Richland County Council on Friday said it would comply with a ruling from South Carolina’s highest court, voting after a closed-door meeting to repay roughly $3.6 million in sales tax money which had been flagged as potentially spent illegally.
“The County is prepared to fully comply with the Court’s order,” the county’s administrator released in a statement. “Richland County has a solution to the Court’s ruling that is responsive, responsible and ready to be implemented.”
The vote came two days after the South Carolina’s Supreme Court ruled the state Department of Revenue (SCDOR) has the ability to block it from spending new road funding money. At issue is so-called “Penny Tax” revenue from a one-cent sales tax increase voters approved in 2012. State law only allows the revenue to be spent on transportation projects or the administration related to those projects.
The Department of Revenue in late 2015 challenged $3 million in contracts awarded to a pair of PR firms using the “Penny Tax” revenue, as well as nearly $620,000 for a “Small Local Business Enterprise” program.
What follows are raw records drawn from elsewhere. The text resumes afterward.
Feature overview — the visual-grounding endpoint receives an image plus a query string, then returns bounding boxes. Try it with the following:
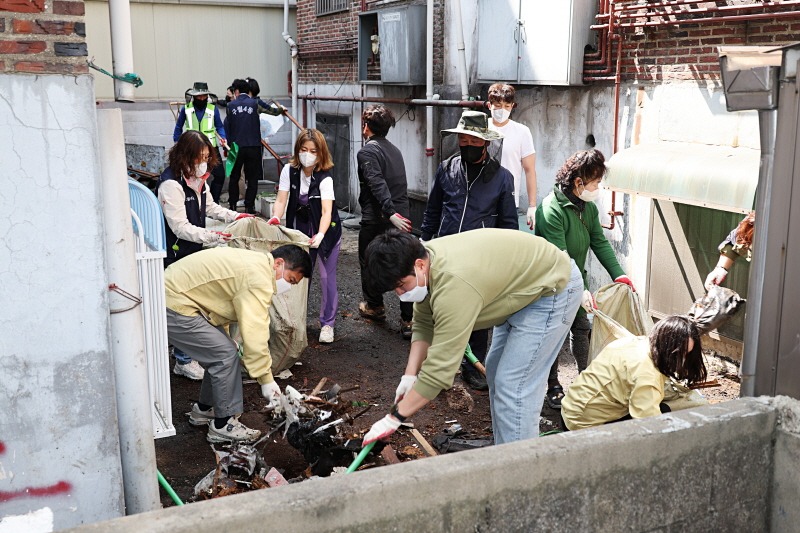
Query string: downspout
[97,108,161,514]
[425,0,438,192]
[281,0,298,142]
[454,1,469,100]
[108,0,134,102]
The agency said the three entities were not directly involved with roadwork. A state circuit judge had ruled the agency does not have the power to block the remittance of tax funds. The Supreme Court agreed with that ruling, but did clarify the lower judge should have issued an injunction against Richland County spending further tax dollars until the issue was resolved.
County Council voted Friday to suspend the SLBE program. The county will repay “Penny Tax” money spent on the program and PR firms. It noted in the release that the disputed amounts total less than 1 percent of the tax money already spent.